In the first of a two-part series on paying it forward, Hoeweler sat down for a conversation with the Pay Theory team to discuss how supporting the underbanked girds economic development for all.
For the uninitiated among us, describe family tech. What does it mean exactly, and how exactly is it a game-changer for the underbanked?
Hoeweler: As there has been elsewhere in the US, there’s definitely a movement among schools to go cashless: handling cash could be quite a burden for everybody involved in the chain of custody of the cash, as well as the risk of loss along the way at each step. What that ignores obviously is the need for the 30 percent of public school families who are underbanked to have access to cash as a means of payment.
Our grand vision is to launch to family service providers such as day care centers and educational institutions to accept payments seamlessly and to allow the families that use their services the ability to pay when, where and how they want to pay.
The next step in the evolution of that will be things such as “buy now, pay later”-type services. Say you have a large activity-related bill. If you’ve got a child playing football, that can get pretty expensive. I think one of the schools that we’ve been talking with mentioned that it can cost more than $1,000 for your son or daughter to play football.

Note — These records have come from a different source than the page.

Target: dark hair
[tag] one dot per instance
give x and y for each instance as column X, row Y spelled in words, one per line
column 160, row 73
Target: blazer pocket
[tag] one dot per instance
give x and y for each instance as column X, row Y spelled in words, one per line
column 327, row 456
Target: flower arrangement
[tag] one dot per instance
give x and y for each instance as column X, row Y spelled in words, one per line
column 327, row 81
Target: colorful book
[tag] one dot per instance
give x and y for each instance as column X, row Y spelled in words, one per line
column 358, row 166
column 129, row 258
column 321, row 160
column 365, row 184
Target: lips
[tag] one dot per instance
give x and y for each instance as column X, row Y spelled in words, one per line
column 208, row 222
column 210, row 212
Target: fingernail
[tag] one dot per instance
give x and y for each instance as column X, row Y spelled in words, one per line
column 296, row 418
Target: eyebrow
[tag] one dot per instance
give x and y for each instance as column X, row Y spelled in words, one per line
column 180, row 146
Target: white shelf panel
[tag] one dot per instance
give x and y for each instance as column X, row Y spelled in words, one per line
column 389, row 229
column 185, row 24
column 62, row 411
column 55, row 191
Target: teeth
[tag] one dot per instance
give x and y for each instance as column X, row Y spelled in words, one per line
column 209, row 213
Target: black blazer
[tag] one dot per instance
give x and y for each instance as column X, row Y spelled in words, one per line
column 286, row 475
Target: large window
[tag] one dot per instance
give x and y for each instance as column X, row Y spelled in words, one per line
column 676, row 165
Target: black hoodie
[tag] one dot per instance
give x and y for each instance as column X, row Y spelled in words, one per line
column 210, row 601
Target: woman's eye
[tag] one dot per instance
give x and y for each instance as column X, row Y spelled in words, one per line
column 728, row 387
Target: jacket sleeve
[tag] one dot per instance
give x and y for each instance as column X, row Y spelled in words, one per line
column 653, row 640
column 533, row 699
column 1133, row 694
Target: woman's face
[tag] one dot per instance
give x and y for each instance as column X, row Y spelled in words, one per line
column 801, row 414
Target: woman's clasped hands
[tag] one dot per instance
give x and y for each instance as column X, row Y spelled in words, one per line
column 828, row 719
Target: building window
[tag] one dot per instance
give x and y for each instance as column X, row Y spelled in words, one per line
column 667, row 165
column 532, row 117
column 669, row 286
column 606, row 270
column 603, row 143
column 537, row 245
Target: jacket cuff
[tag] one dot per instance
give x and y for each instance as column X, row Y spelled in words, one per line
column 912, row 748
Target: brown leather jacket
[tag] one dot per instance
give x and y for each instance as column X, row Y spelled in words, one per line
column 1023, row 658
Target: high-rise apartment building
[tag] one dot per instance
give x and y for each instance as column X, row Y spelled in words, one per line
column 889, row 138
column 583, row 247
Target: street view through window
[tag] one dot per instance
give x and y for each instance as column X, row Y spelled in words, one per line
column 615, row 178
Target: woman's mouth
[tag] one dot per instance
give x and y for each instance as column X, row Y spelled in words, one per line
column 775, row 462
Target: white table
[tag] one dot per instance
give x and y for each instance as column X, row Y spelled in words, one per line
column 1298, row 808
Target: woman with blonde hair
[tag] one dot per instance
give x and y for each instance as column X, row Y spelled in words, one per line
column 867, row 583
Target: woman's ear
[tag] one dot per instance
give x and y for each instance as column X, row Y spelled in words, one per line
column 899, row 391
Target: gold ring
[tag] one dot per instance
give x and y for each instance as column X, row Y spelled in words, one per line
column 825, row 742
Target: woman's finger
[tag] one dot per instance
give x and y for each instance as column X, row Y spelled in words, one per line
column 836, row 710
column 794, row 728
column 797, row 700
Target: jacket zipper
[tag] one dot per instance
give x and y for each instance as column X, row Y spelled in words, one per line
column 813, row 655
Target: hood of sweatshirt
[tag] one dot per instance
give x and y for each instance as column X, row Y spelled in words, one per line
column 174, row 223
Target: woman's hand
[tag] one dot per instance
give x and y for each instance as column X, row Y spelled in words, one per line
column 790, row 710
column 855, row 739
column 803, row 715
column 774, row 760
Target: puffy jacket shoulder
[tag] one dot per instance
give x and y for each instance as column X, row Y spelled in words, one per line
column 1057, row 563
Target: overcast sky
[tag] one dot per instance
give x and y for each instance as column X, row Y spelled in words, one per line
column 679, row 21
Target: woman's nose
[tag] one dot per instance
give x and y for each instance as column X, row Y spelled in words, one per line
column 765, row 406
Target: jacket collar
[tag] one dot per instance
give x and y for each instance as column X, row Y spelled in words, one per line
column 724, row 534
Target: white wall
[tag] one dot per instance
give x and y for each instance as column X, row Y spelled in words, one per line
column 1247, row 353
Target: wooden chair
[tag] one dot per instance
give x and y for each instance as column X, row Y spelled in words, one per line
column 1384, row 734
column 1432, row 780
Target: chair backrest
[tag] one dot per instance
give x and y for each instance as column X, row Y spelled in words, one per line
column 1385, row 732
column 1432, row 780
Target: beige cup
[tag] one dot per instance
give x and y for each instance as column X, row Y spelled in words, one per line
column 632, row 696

But it might not be sports equipment fees. It could be that eighth-grade class trip to DC. The idea is that we’re helping families deal with those large one-time expenses so that they don’t become burdensome for all parties involved, while giving families the ability to take part in educational opportunities as they come up. Joining the football team can lend a sense of belonging and team spirit, in addition to exercise. That trip to Washington, DC could be a pivotal, inspiring moment in a child’s development and perhaps future career. We want to be a key part in social mobility for families.
After that, the next thing we hope to do is something kind of techy, “merchant acquiring;” helping merchants accept payments. There’s no one who or there’s nothing out there right now that is rewarding families for making those everyday payments, those must-pay items.
There are a couple of cards like Greenlight that helps tweens and teens learn how to manage cash. They’re gonna do some chores, you’re gonna send them some money on this card, and they’re gonna learn how to handle money, right?
But there’s nothing out there that’s rewarding families for making their education payments, making those healthcare payments, just the everyday things that we have to do as parents. And we think that there’s a great opportunity to do that and combined with what we’re doing on the other side — the cash payments, the buy now, pay later, — theoretically, we would have access to data that is not currently being utilized to help families move along the credit spectrum.
If a family is going into Walgreens to pay for a field trip or to pay some sort of lunch room fee, they’re not getting credit for that in their credit reports. We think that we would have some very unique data sets that would allow us to provide even more powerful solutions for families.